Santé en Afrique: Lutter contre le sida pour rentabiliser les investissements

Article publié dans l'édition du Vendredi 11 juin 2004

Le Conseil d’entreprise pour l’Afrique (Corporate council on Africa, CCA) est versé dans la promotion des investissements dans le continent. L’organisation américaine, basée à Washington DC, vise également à accroître les relations entre les entreprises africaines et de potentiels partenaires américains en vue de créer des opportunités d’affaires. Seulement, il est connu que les investisseurs poursuivent le rêve secret de rentabiliser leurs placements. Et le CCA n’échappe pas à la règle.

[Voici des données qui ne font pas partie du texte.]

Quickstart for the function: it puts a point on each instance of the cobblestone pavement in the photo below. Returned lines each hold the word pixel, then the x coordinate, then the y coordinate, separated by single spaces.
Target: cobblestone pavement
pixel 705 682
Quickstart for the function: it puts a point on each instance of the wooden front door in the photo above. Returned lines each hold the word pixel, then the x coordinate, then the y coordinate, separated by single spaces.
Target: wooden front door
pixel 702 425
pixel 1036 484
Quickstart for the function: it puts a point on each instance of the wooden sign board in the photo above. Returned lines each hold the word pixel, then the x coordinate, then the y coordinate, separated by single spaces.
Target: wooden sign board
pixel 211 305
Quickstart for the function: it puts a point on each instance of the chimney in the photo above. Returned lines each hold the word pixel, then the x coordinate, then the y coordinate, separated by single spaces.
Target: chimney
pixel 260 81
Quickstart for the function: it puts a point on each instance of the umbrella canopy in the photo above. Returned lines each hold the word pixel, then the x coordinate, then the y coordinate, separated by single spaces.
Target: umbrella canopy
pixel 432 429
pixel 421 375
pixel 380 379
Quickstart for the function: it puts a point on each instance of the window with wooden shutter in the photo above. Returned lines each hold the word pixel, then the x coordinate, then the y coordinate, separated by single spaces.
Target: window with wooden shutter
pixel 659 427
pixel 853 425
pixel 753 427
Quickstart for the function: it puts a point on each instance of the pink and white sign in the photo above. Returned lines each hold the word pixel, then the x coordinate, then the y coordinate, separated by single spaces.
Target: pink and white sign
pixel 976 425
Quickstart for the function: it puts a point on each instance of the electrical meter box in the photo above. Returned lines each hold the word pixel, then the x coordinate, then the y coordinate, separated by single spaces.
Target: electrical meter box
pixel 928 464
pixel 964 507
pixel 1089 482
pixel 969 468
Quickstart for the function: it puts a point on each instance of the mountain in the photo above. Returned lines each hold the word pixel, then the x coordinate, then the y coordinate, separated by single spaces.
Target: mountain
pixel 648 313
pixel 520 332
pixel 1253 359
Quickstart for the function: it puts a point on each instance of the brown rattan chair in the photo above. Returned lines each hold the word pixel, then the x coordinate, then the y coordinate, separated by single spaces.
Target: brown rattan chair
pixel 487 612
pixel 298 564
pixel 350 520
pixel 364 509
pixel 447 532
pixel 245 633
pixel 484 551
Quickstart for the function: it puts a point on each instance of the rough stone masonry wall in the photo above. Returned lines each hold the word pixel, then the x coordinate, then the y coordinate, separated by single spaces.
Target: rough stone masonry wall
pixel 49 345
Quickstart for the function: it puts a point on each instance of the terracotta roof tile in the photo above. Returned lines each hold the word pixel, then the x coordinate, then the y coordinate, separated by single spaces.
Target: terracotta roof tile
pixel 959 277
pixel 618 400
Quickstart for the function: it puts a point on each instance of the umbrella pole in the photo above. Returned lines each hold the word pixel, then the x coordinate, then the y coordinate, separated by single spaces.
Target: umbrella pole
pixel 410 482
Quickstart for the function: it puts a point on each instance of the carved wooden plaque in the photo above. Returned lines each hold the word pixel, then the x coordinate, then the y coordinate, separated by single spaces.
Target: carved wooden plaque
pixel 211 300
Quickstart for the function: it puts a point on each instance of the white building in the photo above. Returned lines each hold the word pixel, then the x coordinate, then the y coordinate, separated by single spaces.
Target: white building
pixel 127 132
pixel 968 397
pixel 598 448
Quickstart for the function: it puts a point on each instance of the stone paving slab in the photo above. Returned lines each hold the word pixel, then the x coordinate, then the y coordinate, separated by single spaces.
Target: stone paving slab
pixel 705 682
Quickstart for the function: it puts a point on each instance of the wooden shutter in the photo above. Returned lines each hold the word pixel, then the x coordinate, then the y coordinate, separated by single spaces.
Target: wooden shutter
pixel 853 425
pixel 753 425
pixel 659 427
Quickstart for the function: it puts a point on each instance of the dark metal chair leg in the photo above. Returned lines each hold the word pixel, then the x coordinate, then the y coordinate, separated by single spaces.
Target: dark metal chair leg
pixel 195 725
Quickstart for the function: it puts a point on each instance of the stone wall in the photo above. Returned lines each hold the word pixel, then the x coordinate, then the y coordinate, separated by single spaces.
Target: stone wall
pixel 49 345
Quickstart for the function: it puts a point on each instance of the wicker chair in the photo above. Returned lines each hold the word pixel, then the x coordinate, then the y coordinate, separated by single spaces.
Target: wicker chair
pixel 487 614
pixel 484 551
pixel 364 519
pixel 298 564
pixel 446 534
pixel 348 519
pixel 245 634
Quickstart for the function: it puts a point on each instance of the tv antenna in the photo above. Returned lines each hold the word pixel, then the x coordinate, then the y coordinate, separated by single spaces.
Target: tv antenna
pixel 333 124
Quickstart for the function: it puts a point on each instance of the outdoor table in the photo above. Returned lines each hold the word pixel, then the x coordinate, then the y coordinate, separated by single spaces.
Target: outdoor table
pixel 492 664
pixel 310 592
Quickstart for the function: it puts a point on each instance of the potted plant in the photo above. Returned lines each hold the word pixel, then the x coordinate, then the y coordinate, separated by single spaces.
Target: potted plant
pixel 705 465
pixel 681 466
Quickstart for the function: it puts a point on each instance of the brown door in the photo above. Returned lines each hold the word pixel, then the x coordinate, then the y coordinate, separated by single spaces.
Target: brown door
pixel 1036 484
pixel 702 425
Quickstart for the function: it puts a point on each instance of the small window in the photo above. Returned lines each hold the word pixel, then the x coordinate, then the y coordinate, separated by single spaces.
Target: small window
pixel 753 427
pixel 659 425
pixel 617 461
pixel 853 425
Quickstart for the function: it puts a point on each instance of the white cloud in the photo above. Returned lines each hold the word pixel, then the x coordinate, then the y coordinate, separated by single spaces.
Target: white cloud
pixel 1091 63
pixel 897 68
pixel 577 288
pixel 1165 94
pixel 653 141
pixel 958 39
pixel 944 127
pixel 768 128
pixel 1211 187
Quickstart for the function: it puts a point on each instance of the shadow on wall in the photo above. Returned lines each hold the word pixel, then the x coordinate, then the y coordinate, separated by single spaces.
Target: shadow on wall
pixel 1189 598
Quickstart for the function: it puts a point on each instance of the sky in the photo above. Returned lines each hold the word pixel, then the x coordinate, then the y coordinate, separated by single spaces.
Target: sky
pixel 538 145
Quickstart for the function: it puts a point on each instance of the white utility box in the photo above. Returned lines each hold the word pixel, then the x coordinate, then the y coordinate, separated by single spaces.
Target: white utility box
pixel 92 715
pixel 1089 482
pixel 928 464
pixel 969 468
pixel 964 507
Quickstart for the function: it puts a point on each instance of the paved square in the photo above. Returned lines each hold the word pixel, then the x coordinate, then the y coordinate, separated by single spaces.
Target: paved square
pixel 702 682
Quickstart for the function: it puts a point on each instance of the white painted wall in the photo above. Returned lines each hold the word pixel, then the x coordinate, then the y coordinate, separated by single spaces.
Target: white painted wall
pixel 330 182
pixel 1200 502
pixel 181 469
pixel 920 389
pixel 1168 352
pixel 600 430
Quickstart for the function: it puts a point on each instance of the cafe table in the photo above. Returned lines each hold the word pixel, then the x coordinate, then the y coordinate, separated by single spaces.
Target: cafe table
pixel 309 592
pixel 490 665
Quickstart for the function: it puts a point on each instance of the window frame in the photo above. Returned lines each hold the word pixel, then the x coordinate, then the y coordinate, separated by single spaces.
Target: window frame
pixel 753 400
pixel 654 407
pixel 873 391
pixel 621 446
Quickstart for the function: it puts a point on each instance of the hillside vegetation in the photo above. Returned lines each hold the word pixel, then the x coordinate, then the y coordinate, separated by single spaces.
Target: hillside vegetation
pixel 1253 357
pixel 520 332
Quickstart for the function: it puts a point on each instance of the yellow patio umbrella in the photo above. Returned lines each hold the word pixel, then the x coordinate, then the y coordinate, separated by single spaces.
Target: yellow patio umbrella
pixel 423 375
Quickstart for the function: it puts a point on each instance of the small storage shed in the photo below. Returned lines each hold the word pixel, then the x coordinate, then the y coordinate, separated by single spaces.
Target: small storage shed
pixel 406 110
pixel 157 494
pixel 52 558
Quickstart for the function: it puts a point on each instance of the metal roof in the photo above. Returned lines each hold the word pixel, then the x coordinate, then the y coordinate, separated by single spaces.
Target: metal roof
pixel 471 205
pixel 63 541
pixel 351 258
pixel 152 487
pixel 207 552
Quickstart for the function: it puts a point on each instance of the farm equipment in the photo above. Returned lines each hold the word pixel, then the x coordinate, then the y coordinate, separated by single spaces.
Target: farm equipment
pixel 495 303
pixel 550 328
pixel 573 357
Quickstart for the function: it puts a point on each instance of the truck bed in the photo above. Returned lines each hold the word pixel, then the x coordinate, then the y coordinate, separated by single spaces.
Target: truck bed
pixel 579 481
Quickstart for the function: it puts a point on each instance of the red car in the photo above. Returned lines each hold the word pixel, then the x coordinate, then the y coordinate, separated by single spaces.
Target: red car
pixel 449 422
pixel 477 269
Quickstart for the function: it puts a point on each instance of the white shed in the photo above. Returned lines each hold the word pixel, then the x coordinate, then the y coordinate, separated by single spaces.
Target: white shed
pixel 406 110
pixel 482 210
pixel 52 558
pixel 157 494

Avec 200 membres et plus de 80% des investissements (surtout dans les pays anglophones), le taux de pénétration du CCA dans le continent est plus qu’acceptable. Déjà, une opération de charme avait été déployée envers le continent, en juin dernier, avec l’organisation d’un sommet d’affaire auquel avait pris part le président Abdoulaye Wade sur invitation de M. Stephen Hayes, président du CCA. Il y avait aussi quatorze autres de ses pairs et le Président Bush. L’épidémie de VIH/SIDA, du fait de ses ravages, est vue au CCA, comme une bombe à retardement pour l’Afrique. Déjà que le continent est tenaillé par une paupérisation aiguë. Les efforts économiques risquent d’être vains si le combat contre la propagation du sida n’est pas mené à temps

« Nous nous sommes rendu compte en 2002, de la nécessité de participer à la lutte contre le sida en Afrique. C’est ainsi que nous avons contacté la fondation « Bill & Gate Melinda » pour la mise en place d’un volet sur le sida dont elle est le principal bailleur.

« Notre but est de développer un partenariat entre le secteur public et privé surtout qui doit prendre toutes ses responsabilités », explique Maty Niang Touré, responsable de Programme «Sida ». Elle a participé au dernier festival Ebony pour présenter le CCA et son programme de lutte contre le sida.

Consciente des ravages du sida, Mme Touré avance que la maladie « réduit fortement la main d’œuvre et dégrade son niveau de qualification, hausse les coûts d’exploitation, perturbe la production, coupe les revenus et réduit le marché de biens et services, ronge l’épargne et décourage l’investissement ».

Les multiples conséquences fâcheuses de la pandémie ont mené son organisation à entrevoir une « lutte basée sur le partenariat avec les employeurs de travailleurs et le gouvernement afin de prévenir la propagation du sida. » « Ainsi, nous entendons, dit-elle, mener des campagnes de sensibilisation dans les postes de travail». «Il faut, ajoute-t-elle, protéger les personnes vivant avec le VIH, encourager les entreprises à fournir des antirétroviraux».